In order to use additional slurm scripts, load the following module :

module load slurm/utils

A User is a single person, an Account is a group of users, or even a group of groups.

Activating Users

  1. Add the user to the NIS database, the user will be added to the default cluster account ctit.
  2. move the user to the correct cluster account (read research or student group)

for this you can use the following script :

sacctmgr-move-user ctit <groupname> <username>

Adjust the Quality of Service or QOS.

Every account already wil have a default QOS defined.

In some cases a different QOS is required, to Modifying Quality of service use the following command :

# default QOS
sudo sacctmgr modify user where name=<username> set DefaultQOS=<defaultQOSname>
# additional QOS (temporary)
sudo sacctmgr modify user where name=<username> set QOS+=<additionalQOSname>
# remove additional QOS (temporary)
sudo sacctmgr modify user where name=<username> set QOS-=<additionalQOSname>

Creating new Accounts

Creating new accounts (read reasearch groups) :

sudo sacctmgr create account name=<groupname> parent=<faculty> fairshare=1

The fair share factor is the amount of investment in K€ !

dump userdatabase

In order to recover or get an overview of all the activated account an dump configuration file can be generated using following command :

sudo sacctmgr-dump

This will create a ctit_<date>.cfg file containing all the accounts/users and their priority factor structure.

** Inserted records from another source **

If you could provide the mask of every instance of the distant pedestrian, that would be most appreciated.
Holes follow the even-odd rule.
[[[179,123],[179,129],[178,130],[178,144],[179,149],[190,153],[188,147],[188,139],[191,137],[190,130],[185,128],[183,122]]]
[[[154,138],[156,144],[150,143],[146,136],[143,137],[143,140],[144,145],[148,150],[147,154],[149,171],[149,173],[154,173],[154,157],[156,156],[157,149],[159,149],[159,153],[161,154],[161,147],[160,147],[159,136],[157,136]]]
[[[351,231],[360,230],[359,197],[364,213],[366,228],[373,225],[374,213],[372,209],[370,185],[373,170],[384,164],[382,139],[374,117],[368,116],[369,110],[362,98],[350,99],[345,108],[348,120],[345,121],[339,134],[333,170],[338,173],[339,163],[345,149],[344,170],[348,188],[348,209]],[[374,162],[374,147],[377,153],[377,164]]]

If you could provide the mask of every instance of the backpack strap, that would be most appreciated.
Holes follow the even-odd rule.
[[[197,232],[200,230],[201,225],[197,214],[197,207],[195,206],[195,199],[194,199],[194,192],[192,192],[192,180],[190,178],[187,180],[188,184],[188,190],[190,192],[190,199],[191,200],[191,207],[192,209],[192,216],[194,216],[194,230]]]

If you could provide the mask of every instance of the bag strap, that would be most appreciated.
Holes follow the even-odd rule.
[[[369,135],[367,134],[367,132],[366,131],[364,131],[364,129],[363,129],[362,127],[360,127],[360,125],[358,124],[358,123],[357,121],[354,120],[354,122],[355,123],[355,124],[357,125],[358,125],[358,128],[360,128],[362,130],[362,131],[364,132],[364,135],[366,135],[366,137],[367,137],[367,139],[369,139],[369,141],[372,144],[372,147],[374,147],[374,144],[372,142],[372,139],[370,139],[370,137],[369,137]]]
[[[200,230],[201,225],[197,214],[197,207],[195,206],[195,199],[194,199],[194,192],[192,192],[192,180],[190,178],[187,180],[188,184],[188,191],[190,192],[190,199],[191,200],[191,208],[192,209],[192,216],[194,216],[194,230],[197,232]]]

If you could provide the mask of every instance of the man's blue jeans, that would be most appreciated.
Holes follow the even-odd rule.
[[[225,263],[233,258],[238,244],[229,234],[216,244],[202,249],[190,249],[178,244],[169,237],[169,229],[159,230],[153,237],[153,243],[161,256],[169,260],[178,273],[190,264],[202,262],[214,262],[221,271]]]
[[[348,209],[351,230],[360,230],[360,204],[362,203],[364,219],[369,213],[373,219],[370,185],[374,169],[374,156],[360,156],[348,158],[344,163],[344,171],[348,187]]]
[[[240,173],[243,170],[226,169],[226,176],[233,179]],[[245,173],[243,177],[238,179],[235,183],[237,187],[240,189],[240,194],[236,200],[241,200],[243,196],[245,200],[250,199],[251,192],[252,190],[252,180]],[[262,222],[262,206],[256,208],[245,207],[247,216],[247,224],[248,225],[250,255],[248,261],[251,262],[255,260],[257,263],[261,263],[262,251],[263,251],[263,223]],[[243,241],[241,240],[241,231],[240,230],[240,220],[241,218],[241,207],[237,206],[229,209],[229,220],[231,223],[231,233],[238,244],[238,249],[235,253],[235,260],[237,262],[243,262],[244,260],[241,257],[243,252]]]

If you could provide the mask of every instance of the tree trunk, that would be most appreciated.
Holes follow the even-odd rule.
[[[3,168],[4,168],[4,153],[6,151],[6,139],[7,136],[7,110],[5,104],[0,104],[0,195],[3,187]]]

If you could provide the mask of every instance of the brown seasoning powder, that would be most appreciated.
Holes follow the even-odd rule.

GPU's can be monitored using the tools supplied in the module nvidia/nvtop :

module load nvidia/nvtop

To monitor the GPU's on a specific node, use one of the following commands :

nvidia-smi-node <nodename>
nvtop-node <nodename>

To show the jobs assigned gpu, use the following command :

scontrol show job <jobid> -d

Note : look for GRES=gpu(IDX:…)

Utilization reports can be generated using one of the following commands :

 sreport cluster AccountUtilization cluster=ctit start=1/1/21 end=12/31/21 > Utilisation_2021
 sreport cluster AccountUtilizationByUser cluster account=<account_name> start=2020-03-25 end=2020-03-25
 sreport cluster AccountUtilizationByUser cluster user=<user_name> start=2020-03-25 end=2020-03-25

create maintenance reservation

To create a maintenance reservation use the following command :

scontrol create reservation starttime=2022-03-23T8:00:00 duration=480 user=root flags=maint,ignore_jobs nodes=ALL

terminate running jobs

squeue -ho %A -t R | xargs -n 1 scancel 

stopping slurm daemons

scontrol shutdown

undraining a node

sudo scontrol update NodeName=<node_name> State=DOWN Reason="undraining"
sudo scontrol update NodeName=<node_name> State=RESUME

system serial number

sudo dmidecode -s system-serial-number

To keep the power usage at a lower level, compute nodes not being used will powerdown after a certain amount of time. These definitions are located in the slurm.conf file. See the SuspendTime for the actual time. To disable this functionality change to following line:

#SuspendExcParts=debug

to:

SuspendExcParts=debug